Is Phillip Glass the new John Williams? Is minimalism the new sound of movie soundtracks? I'd be tickled to think so. Glass plays a very strange role in Notes on a Scandal, namely lending something that looks like class or gravitas to a story that, without his score, would be pulp. Pulp with marvellous acting, yeah. But in my mind, the movie comes closest to Baby Jane: it's two mammoth personalities who have agreed to a no-niceties roll in the mud.
Slight spoiler alert: I am kind of gratified that the old trope of the queer who tries to gets his/her tentacles on a straightnik has been subverted. I mean, we've come far enough that a homo villain is not an issue, because it's not a mainstream idea anymore that that's redundant. As long as you're able to be the good guy, even just the faintly mortifying snappy best friend, it's no longer such a trap to be the bad guy.

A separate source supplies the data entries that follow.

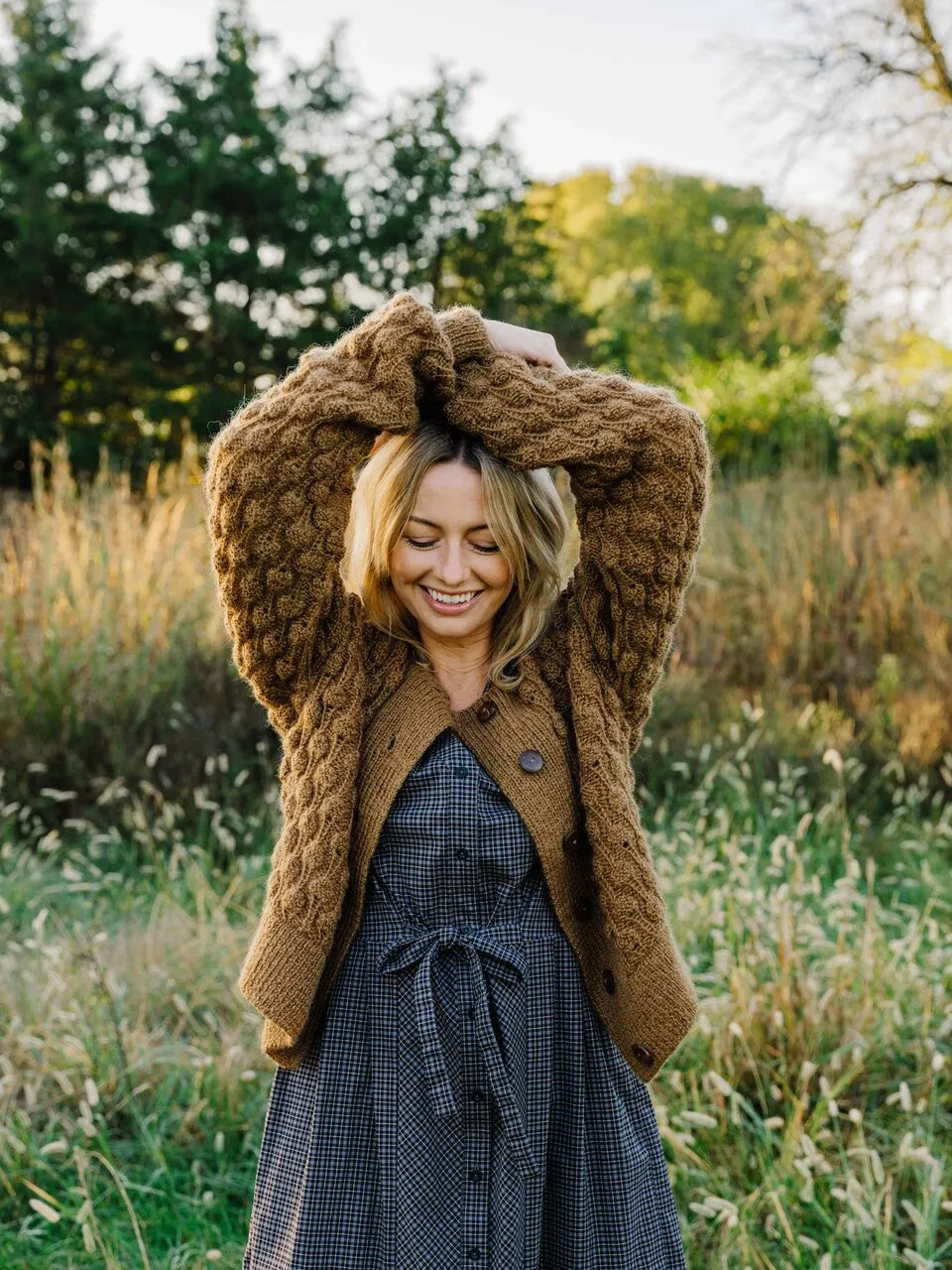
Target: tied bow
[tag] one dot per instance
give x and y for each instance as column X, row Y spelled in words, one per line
column 507, row 962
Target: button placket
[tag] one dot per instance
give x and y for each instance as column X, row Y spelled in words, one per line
column 531, row 761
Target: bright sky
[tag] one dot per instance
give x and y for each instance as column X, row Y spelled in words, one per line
column 607, row 82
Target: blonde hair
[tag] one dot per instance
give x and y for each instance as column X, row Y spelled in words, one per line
column 525, row 512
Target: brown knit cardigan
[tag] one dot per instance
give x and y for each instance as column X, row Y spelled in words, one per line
column 354, row 710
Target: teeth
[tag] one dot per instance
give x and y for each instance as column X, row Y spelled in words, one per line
column 451, row 599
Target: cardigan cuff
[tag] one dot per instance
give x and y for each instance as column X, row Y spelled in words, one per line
column 660, row 1006
column 281, row 973
column 466, row 331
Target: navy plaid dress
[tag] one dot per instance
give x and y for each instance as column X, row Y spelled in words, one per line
column 465, row 1105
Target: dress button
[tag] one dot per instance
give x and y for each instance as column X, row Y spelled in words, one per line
column 485, row 710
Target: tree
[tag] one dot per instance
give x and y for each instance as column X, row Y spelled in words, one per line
column 670, row 267
column 70, row 230
column 874, row 77
column 258, row 230
column 445, row 213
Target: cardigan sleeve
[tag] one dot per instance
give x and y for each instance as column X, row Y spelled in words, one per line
column 639, row 465
column 278, row 483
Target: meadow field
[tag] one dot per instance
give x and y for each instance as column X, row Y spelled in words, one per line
column 794, row 784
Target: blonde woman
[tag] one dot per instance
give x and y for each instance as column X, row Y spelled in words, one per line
column 465, row 964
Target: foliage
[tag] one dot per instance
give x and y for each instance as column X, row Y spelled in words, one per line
column 671, row 267
column 68, row 235
column 823, row 599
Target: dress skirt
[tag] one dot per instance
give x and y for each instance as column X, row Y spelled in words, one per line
column 463, row 1105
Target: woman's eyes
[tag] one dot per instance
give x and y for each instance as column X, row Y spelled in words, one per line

But in this film, it seems to me, the creepishness is embedded instead in the pathology of being closeted. People in the movie ask Judi Dench's character about someone who had been perceived as her former paramour and she snaps back she has no idea what they're talking about and these are the moments her psyche is most pointedly revealed, in its interface with society, as being non-functional. I can live with that. (And p.s., larger spoiler alert though if you've read any reviews, you know this: Cate Blanchett's character is boinking a 15-year-old so she's not exactly set up as the moral foil.)
Anyway the screenplay is for the most part without any particular point of view, but the thing speeds by and somehow you never feel dirty enjoying it. Maybe partly because of that soundtrack--it's by Phillip Glass! The guy that wrote that music you could put on in college to impress a date with how intellectual you were! Oh wait, that was only me! I'll be in my room if anyone needs me!